For my entire adult life, I have been immersively devoted to the world of Dune. In the nineties, I even made my own audiobook version (dozens and dozens of cassette tapes) of all the original Frank Herbert books and have written much about Dune. I know Kevin J Anderson, the co-author with Frank Herbert’s son Brian, of all the many highly creditable Dune sequels and prequels they’ve written. They wrote the material this series is supposedly based on, but I’m sure they had little to do with whatever the mediocre committee of dumbasses did with it.
I love many things in the David Lynch Dune movie and the new Villeneuve Dune movies, though both have many failings. I will forever wish I hadn’t seen even the few minutes worth of the Sci-Fi channel’s Dune series I watched, and I also made it only a few minutes into the new HBO series before I realized that it would only degrade my vision of the Dune world.

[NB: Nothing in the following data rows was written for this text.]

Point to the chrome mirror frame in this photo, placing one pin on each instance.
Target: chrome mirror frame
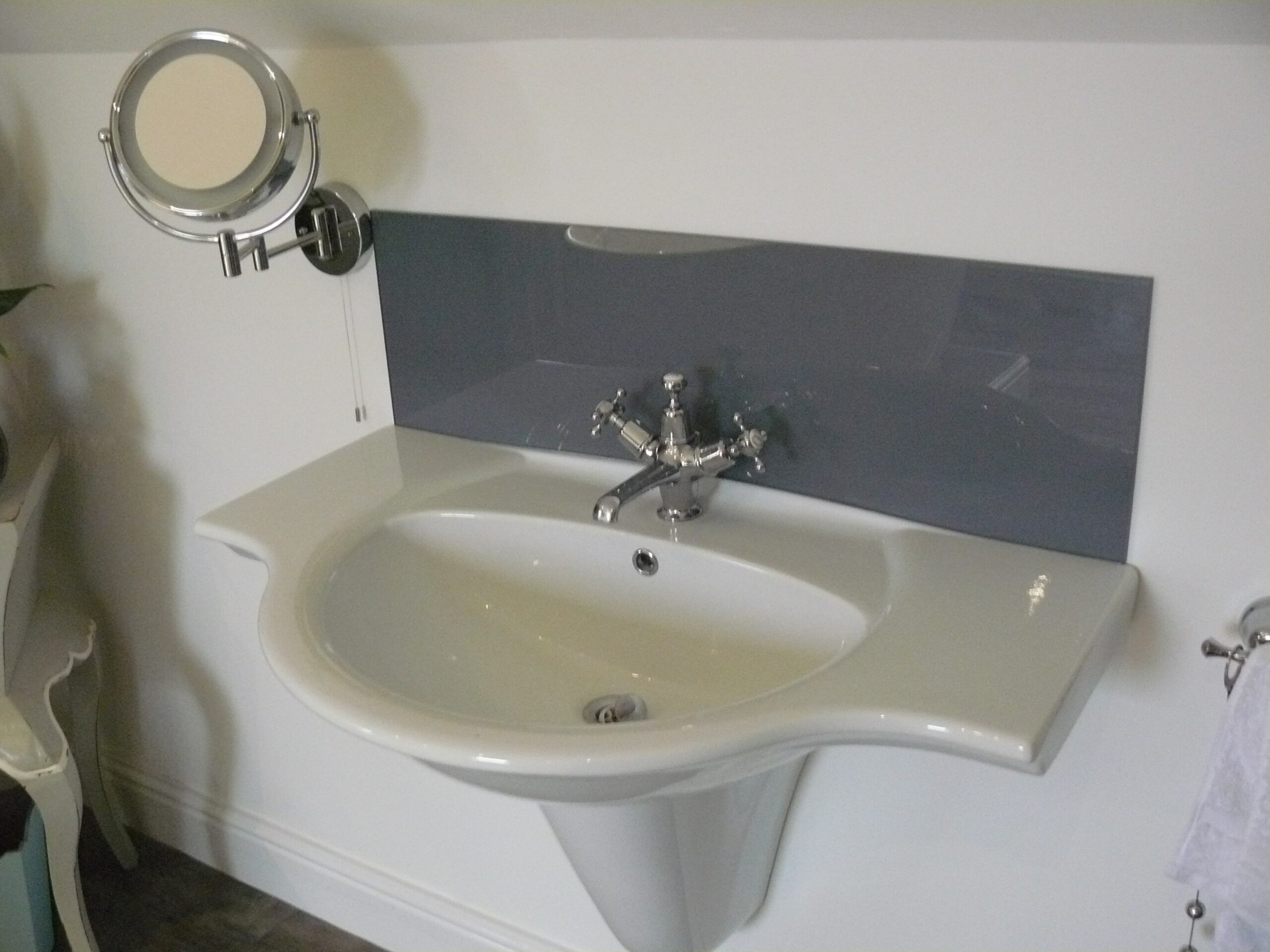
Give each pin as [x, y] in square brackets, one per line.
[333, 224]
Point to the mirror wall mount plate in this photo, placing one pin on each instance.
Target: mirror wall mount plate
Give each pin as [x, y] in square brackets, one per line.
[205, 127]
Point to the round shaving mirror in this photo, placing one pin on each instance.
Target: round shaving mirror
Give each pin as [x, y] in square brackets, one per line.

As soon as we’re introduced to members of the Bene Gesserit sisterhood, I felt the needle scratching across the vinyl record as I saw a sucktacular, deal-breaking, godawful misconception. Lynch understood what the Bene Gesserit are like, and Villeneuve did a great job casting Mother Superior Gaius Helen Mohiam, but his choice of Jessica was too lightweight, barely passable. To be honest, as much as I like Timothy Chalumet, he’s also too lightweight and too nice to be an ideal Paul. To be fair, Paul is tough to cast, as he is supposed to be fifteen at the start of Dune, and finding someone close to that age with Paul’s intensity, seriousness, and paranormal radiance would be quite a challenge, but not impossible.
The set designers looked like they had done their job seel, but as soon as I saw the wokecast group of lightweight young women who seemed like a bunch of sorority girls from Barnard, I realized this was sucktacular disaster. There was an obvious total failure to understand the iBene Gesserit Sisterhood and, therefore, a total failure to represent the world of Dune. It would be a massive mistake for anyone to watch such a dumbed-down degradation of Frank Herbert’s creation. Read the books, and film your own series in your imagination.